In the meantime, TV Listings from the Amazon app store is pretty good. It's what I have on my phone and Fire. I haven't bothered sideloading Directv, because I have it on my phone.

Sent from my Kindle Fire using Tapatalk


----------



## Guest (Jan 2, 2012)

jlee745 said:


> I have several apps that I love on my ipod touch ex. AIM, pixelogic, local Tv stations, directv and Goodreads. I wonder what it would take to get them to develop apps for Amazon. Would we email Amazon or the app developers and how would you know how to contact them?
> Sent from my Kindle Fire using Tapatalk


You would definitely want to contact the developers and urge them to make versions for the Fire. I think there was an article somewhere recently about how the big sales figures for the Fire have motivated a lot of developers to get the wheels turning for their apps. It's obvious with the future tablet and smartphone from Amazon that this is a platform that's here to stay.


----------



## Betsy the Quilter (Oct 27, 2008)

Facebook took forever to do their iPad app....hopefully they won't take so long with the Fire, as Android devices have been around awhile...

Betsy


----------



## jbcohen (Jul 29, 2011)

I would imagine that if you could show the developer that there is enough interest in the fire version that they would be more apt to write the fire version.
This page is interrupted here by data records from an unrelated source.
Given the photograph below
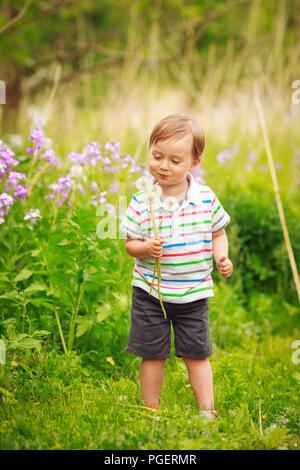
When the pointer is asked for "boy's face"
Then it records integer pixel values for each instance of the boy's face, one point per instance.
(169, 161)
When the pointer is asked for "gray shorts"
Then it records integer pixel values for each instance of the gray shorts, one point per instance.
(150, 331)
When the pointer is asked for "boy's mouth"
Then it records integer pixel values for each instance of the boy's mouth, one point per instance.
(162, 176)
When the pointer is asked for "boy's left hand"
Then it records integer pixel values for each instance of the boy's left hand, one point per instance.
(224, 266)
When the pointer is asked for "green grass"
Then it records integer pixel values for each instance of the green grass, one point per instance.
(63, 405)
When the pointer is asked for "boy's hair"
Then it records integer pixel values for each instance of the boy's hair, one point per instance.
(177, 126)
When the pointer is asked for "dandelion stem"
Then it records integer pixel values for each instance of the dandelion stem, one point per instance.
(157, 262)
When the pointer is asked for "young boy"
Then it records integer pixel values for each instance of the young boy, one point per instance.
(189, 239)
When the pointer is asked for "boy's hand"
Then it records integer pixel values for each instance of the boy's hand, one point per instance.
(224, 266)
(154, 248)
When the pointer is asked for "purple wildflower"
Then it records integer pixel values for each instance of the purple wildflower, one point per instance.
(32, 215)
(37, 136)
(5, 201)
(114, 187)
(20, 190)
(94, 186)
(50, 156)
(61, 188)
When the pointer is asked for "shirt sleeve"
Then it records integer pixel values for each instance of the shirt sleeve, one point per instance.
(220, 218)
(131, 223)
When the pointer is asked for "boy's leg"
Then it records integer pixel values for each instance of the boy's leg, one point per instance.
(201, 380)
(151, 378)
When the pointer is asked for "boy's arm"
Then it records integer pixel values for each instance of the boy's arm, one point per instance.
(136, 248)
(141, 249)
(220, 244)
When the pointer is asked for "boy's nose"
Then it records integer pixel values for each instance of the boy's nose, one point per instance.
(164, 165)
I would get as many people to sign up on some sort of list to get the fire version, then submit that list with some sort of cover letter explaining what this list is and why you produced the list in the first place they might write the app if the list of customers is significantly long enough. Each developer would set what he/she calls long enough.



jlee745 said:


> I have several apps that I love on my ipod touch ex. AIM, pixelogic, local TV stations, directv and Goodreads. I wonder what it would take to get them to develop apps for Amazon. Would we email Amazon or the app developers and how would you know how to contact them?
> Sent from my Kindle Fire using Tapatalk


----------



## Betsy the Quilter (Oct 27, 2008)

You can also send feedback to Amazon about apps you'd like to see or other Fire feedback by tapping on the gear in the upper right hand corner, More> Help & Feedback> Feedback 

There's a dropdown menu where you can select "Apps" or Amazon Shop App" among other choices.

Betsy


----------



## geoffthomas (Feb 27, 2009)

I have a "f" app on my Fire that I did not put there.
I thought it came with the Fire from Amazon.
It does not seem to do anything but connect to Facebook through the browser.
Anybody know how I got this?
It is my app shelf.
I cannot find it by searching in the app store.


----------



## jbcohen (Jul 29, 2011)

Betsy may be right if you can convince amazon that there is enough interest in the app.  I don't think at an app developer would say no if amazon specificall asked for an fire version of their app.  However my comments about the petition still holds you would need to petition amazon for the app and you would need to figure out what an adequate number of signers would be.


----------



## luvmy4brats (Nov 9, 2008)

geoffthomas said:


> I have a "f" app on my Fire that I did not put there.
> I thought it came with the Fire from Amazon.
> It does not seem to do anything but connect to Facebook through the browser.
> Anybody know how I got this?
> ...


That's the Facebook "app" that comes with the Fire. It's not really an app since it just takes you to the browser page.


----------



## texas nece (Apr 22, 2010)

When I first opened my Fire, I clicked on the FB icon and yes, took me to the site and asked me to sign in. Since then, now when I click on it, it goes right to my page. Works like the FB app I have on my iPhone, but that works for me. LOL!


----------



## geoffthomas (Feb 27, 2009)

Thanks Heather.
It really doesn't do a very good job.
No wonder y'all are looking for a facebook app.
I find most of the social sites best viewed from a  pc.


----------